The Madigan family tomb sits flush against the older fabric, the two structures merged into a single green mass. Even before the ivy took hold, a survey conducted in 1840 found the church so far gone as to be barely worth describing in detail, noting that all its features had been destroyed except the choir arch, and that the west gable had been reduced to its foundations.

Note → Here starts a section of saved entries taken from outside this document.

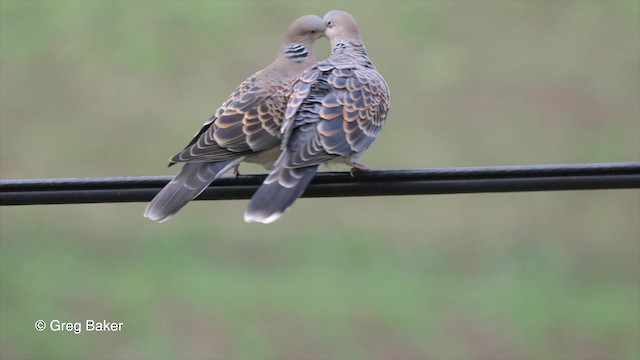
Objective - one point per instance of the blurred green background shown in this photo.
(98, 88)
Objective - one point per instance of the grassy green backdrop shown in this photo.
(99, 88)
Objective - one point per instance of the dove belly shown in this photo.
(265, 158)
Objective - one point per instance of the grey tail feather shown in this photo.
(277, 193)
(192, 180)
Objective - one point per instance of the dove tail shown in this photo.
(277, 193)
(184, 187)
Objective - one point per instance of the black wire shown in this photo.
(336, 184)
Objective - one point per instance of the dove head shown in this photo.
(305, 30)
(341, 27)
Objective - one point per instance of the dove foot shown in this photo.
(236, 171)
(357, 167)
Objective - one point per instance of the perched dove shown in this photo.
(245, 128)
(335, 112)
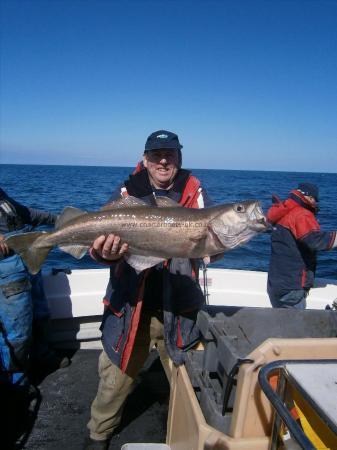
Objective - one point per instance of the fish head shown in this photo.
(237, 223)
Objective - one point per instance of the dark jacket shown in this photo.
(173, 290)
(295, 240)
(14, 216)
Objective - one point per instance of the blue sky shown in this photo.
(245, 84)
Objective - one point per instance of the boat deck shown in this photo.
(64, 407)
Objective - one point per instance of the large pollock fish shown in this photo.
(153, 233)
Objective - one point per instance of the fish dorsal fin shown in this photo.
(68, 214)
(165, 202)
(125, 202)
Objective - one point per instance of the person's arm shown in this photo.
(320, 240)
(107, 249)
(307, 230)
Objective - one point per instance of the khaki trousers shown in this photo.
(115, 386)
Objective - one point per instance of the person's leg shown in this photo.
(115, 386)
(15, 321)
(157, 339)
(293, 299)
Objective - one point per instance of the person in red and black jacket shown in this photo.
(296, 239)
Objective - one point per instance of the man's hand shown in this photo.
(109, 247)
(3, 246)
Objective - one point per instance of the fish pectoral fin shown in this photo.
(125, 202)
(68, 214)
(77, 251)
(167, 202)
(140, 263)
(217, 227)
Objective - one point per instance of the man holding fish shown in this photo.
(157, 306)
(153, 232)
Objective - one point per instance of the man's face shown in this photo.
(162, 166)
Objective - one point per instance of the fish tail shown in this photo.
(29, 246)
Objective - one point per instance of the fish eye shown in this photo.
(239, 208)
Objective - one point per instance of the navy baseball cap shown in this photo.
(309, 189)
(162, 139)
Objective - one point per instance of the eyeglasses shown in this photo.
(158, 155)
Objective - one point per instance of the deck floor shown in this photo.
(66, 396)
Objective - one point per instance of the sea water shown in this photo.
(54, 187)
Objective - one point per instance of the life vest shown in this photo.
(191, 197)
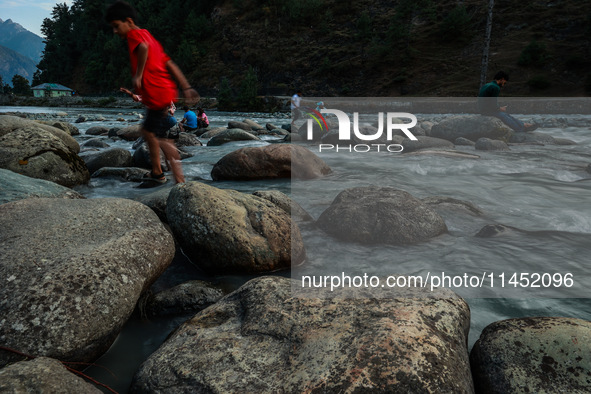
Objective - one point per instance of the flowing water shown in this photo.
(544, 191)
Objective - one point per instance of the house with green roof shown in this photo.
(51, 90)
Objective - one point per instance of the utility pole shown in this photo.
(487, 35)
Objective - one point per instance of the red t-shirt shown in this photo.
(158, 88)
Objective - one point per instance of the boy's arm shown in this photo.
(142, 56)
(189, 93)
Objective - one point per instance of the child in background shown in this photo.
(151, 70)
(202, 121)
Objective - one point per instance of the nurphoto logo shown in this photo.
(392, 122)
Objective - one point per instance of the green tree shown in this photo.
(457, 25)
(534, 54)
(225, 95)
(249, 89)
(20, 85)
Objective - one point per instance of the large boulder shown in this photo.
(228, 231)
(533, 355)
(72, 272)
(132, 174)
(130, 133)
(231, 135)
(209, 133)
(380, 215)
(113, 157)
(472, 127)
(15, 187)
(34, 151)
(97, 130)
(42, 375)
(261, 339)
(269, 162)
(65, 126)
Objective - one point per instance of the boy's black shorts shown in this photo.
(158, 122)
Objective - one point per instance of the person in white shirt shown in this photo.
(296, 101)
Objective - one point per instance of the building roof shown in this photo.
(51, 86)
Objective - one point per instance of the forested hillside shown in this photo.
(333, 47)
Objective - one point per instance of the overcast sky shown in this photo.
(28, 13)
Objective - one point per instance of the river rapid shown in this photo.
(542, 190)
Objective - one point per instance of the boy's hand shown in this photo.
(191, 96)
(137, 83)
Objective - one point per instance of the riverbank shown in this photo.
(534, 194)
(267, 104)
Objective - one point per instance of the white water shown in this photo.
(544, 190)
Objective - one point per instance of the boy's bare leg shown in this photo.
(154, 147)
(174, 160)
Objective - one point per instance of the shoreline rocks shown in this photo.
(261, 339)
(228, 231)
(68, 292)
(269, 162)
(373, 215)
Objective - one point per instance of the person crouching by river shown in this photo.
(189, 121)
(152, 80)
(202, 121)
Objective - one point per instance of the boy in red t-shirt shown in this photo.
(152, 69)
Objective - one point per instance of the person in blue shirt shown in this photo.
(488, 104)
(189, 121)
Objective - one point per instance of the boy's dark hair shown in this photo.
(120, 11)
(501, 75)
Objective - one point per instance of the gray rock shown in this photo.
(97, 130)
(141, 158)
(65, 126)
(157, 202)
(73, 271)
(231, 135)
(533, 355)
(188, 297)
(130, 133)
(38, 153)
(488, 144)
(14, 187)
(472, 127)
(279, 132)
(270, 162)
(228, 231)
(253, 125)
(271, 126)
(261, 339)
(464, 142)
(186, 139)
(494, 230)
(425, 143)
(536, 138)
(113, 157)
(283, 201)
(213, 132)
(564, 141)
(132, 174)
(448, 203)
(95, 143)
(42, 375)
(9, 124)
(380, 215)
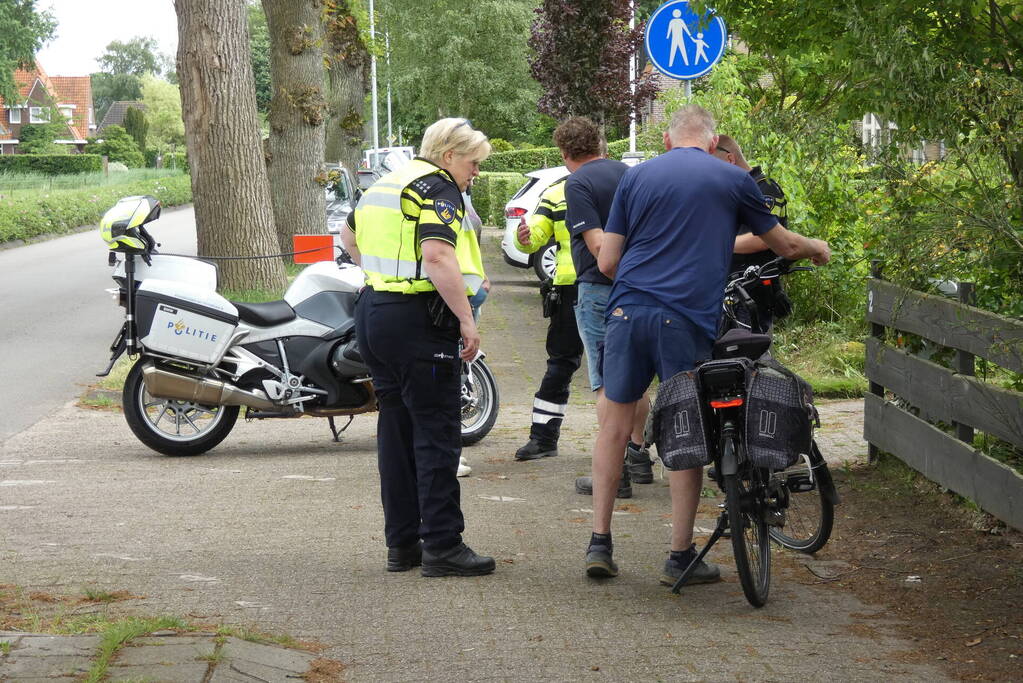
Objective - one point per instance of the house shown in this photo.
(38, 95)
(116, 115)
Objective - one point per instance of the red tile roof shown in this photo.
(75, 90)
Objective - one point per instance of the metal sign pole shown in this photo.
(632, 82)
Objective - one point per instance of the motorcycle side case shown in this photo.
(184, 320)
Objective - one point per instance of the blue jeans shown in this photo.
(591, 304)
(643, 340)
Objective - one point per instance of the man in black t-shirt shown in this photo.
(588, 193)
(770, 300)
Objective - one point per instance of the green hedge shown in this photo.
(525, 161)
(62, 211)
(53, 165)
(491, 191)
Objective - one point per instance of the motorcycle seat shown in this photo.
(265, 315)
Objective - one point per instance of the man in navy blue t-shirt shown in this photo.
(667, 245)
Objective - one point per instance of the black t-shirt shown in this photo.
(588, 192)
(776, 203)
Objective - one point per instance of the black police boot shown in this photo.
(457, 561)
(534, 450)
(403, 558)
(584, 485)
(638, 463)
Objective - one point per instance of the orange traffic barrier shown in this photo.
(323, 245)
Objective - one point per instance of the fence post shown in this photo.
(965, 362)
(878, 332)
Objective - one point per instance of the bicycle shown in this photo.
(756, 497)
(809, 519)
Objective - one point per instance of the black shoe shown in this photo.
(405, 557)
(457, 561)
(534, 450)
(599, 564)
(638, 463)
(704, 573)
(584, 486)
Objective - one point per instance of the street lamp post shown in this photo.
(372, 78)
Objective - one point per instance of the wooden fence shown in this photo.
(953, 397)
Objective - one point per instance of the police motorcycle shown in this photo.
(201, 358)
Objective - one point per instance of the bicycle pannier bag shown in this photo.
(780, 413)
(677, 422)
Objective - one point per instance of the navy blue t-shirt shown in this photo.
(588, 192)
(679, 214)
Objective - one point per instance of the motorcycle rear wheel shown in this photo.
(480, 403)
(173, 427)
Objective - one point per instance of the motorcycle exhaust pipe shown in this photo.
(165, 384)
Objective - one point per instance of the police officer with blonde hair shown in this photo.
(421, 265)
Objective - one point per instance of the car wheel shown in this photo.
(545, 261)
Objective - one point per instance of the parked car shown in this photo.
(374, 157)
(521, 207)
(342, 194)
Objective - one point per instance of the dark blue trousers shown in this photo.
(415, 371)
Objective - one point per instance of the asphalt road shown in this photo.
(280, 529)
(57, 321)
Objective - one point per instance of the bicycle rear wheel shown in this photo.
(746, 504)
(810, 514)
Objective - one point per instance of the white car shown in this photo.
(521, 207)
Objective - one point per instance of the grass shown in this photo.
(27, 184)
(123, 631)
(825, 356)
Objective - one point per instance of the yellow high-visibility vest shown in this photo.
(547, 220)
(386, 221)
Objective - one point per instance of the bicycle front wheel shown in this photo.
(745, 500)
(810, 514)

The place-name itself carries some useful history. According to Begley, writing in 1906, Clonagh derives from the Irish Cluianeach, meaning roughly "insular meadow of horses," a reference to the fact that the land surrounding the elevated churchyard was liable to flooding in earlier centuries. The site appears in the documentary record as Cluonech in 1201, and grants connected to it were made by Bishop Robert and a chaplain named Martin in 1252 and 1257. By 1615 it was already being recorded as ruinous. The choir arch, which survived long enough for nineteenth-century observers to examine it, was considered relatively late in date, possibly introduced after the arrival of the Normans, while portions of the north wall of the nave were thought to suggest considerably greater antiquity. Close to the church stands St Kieran's Well, dedicated to the sixth-century saint associated with the great monastic site of Clonmacnoise. A pattern, the traditional Irish gathering held on a saint's feast day, was observed here annually on the ninth of September, a custom still noted as continuing in the modern parish of Coolcappa as recently as Begley's time.
The site lies in the townland of Clonagh and is most easily approached with the knowledge that the ruins are heavily overgrown and that the Madigan mausoleum, rather than the medieval walls, is likely to be the most legible structure on the ground. Those visiting in early September may find additional interest in locating St Kieran's Well nearby, which retains its association with the feast day even if the formal pattern gathering has long since faded. The ivy covering makes close inspection of the medieval stonework largely impractical, so the value of a visit lies more in the layered history of the place than in any surviving architectural detail.